In this post, we introduce an innovative solution for end-to-end model customization and deployment at the edge using Amazon SageMaker and Qualcomm AI Hub. This seamless cloud-to-edge AI development experience will enable developers to create optimized, highly performant, and custom managed machine learning solutions where you can bring you own model (BYOM) and bring your own data (BYOD) to meet varied business requirements across industries. From real-time analytics and predictive maintenance to personalized customer experiences and autonomous systems, this approach caters to diverse needs.
We demonstrate this solution by walking you through a comprehensive step-by-step guide on how to fine-tune YOLOv8, a real-time object detection model, on Amazon Web Services (AWS) using a custom dataset. The process uses a single ml.g5.2xlarge instance (providing one NVIDIA A10G Tensor Core GPU) with SageMaker for fine-tuning. After fine-tuning, we show you how to optimize the model with Qualcomm AI Hub so that it’s ready for deployment across edge devices powered by Snapdragon and Qualcomm platforms.

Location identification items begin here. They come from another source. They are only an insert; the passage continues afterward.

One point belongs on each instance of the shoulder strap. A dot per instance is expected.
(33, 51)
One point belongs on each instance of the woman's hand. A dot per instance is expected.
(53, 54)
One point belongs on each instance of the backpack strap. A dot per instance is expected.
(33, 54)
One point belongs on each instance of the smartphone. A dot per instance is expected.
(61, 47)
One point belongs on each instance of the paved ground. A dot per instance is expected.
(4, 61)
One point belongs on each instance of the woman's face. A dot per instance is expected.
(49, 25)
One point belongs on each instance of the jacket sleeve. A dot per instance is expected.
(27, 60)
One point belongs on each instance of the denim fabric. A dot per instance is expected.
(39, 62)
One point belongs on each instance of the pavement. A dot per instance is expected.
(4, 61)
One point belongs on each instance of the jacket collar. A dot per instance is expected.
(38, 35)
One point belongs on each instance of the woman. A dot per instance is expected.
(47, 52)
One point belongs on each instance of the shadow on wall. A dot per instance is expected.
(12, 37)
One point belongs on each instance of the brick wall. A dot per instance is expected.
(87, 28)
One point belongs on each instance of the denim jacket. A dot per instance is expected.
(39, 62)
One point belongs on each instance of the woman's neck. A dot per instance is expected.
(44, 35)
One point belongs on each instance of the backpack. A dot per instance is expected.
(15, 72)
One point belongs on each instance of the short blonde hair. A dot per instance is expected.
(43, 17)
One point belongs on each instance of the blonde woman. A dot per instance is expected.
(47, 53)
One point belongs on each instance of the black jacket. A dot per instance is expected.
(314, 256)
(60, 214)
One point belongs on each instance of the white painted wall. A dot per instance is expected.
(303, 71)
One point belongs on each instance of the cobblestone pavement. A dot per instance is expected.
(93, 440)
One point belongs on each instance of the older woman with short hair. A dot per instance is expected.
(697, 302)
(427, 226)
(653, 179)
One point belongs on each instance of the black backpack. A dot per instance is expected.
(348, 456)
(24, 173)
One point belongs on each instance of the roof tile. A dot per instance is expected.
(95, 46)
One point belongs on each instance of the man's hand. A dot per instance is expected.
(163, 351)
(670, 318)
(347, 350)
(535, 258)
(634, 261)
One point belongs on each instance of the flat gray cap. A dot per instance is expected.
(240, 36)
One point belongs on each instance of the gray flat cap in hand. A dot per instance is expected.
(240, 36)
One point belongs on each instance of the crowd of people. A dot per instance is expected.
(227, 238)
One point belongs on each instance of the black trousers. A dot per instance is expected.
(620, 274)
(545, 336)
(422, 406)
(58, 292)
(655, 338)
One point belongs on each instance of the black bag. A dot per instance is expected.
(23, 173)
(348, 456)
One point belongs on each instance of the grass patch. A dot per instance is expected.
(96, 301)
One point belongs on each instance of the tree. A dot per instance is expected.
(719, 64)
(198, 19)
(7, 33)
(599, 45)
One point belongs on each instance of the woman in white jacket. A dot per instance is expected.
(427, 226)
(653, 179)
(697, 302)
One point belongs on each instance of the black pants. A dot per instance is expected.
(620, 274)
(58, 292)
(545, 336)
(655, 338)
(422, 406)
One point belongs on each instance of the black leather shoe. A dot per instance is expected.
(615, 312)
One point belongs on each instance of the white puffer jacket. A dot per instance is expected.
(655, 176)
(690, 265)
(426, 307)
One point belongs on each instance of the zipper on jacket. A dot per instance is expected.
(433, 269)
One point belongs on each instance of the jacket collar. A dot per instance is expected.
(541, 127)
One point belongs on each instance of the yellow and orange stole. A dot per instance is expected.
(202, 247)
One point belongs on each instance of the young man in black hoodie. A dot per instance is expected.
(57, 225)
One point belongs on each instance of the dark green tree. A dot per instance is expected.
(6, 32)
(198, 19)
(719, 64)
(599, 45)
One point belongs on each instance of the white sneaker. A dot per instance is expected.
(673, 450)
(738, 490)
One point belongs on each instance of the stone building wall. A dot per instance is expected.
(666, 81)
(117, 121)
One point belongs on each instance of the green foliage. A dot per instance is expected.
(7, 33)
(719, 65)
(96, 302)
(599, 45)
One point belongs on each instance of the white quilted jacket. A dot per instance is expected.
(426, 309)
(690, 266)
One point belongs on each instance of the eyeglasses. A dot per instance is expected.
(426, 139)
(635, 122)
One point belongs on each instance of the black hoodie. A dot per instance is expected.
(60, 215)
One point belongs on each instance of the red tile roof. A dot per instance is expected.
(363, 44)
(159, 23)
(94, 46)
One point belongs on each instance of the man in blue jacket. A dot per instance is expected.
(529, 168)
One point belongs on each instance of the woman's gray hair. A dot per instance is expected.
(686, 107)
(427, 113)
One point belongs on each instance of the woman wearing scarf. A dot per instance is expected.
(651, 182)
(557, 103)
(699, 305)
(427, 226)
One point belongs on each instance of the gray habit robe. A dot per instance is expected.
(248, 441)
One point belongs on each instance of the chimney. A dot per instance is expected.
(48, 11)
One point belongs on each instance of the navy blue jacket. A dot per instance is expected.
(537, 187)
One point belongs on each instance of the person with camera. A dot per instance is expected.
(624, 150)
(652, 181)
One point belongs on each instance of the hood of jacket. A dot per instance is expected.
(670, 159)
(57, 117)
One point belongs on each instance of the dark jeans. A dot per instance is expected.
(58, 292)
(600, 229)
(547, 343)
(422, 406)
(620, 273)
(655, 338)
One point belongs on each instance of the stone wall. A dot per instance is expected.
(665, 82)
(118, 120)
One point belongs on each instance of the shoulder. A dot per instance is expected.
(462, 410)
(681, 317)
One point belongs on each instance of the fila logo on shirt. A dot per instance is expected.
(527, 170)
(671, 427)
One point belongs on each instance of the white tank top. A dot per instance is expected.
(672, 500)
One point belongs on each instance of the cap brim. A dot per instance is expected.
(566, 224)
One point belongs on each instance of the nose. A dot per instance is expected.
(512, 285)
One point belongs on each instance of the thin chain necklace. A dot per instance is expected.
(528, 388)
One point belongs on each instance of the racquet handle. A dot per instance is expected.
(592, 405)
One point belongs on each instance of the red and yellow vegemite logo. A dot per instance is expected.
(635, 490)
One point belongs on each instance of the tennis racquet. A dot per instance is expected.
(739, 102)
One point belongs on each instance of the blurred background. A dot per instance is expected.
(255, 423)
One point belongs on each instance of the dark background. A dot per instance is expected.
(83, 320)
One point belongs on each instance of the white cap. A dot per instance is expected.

Today, many developers use AI and machine learning (ML) models to tackle a variety of business cases, from smart identification and natural language processing (NLP) to AI assistants. While open source models offer a good starting point, they often don’t meet the specific needs of the applications being developed. This is where model customization becomes essential, allowing developers to tailor models to their unique requirements and ensure optimal performance for specific use cases.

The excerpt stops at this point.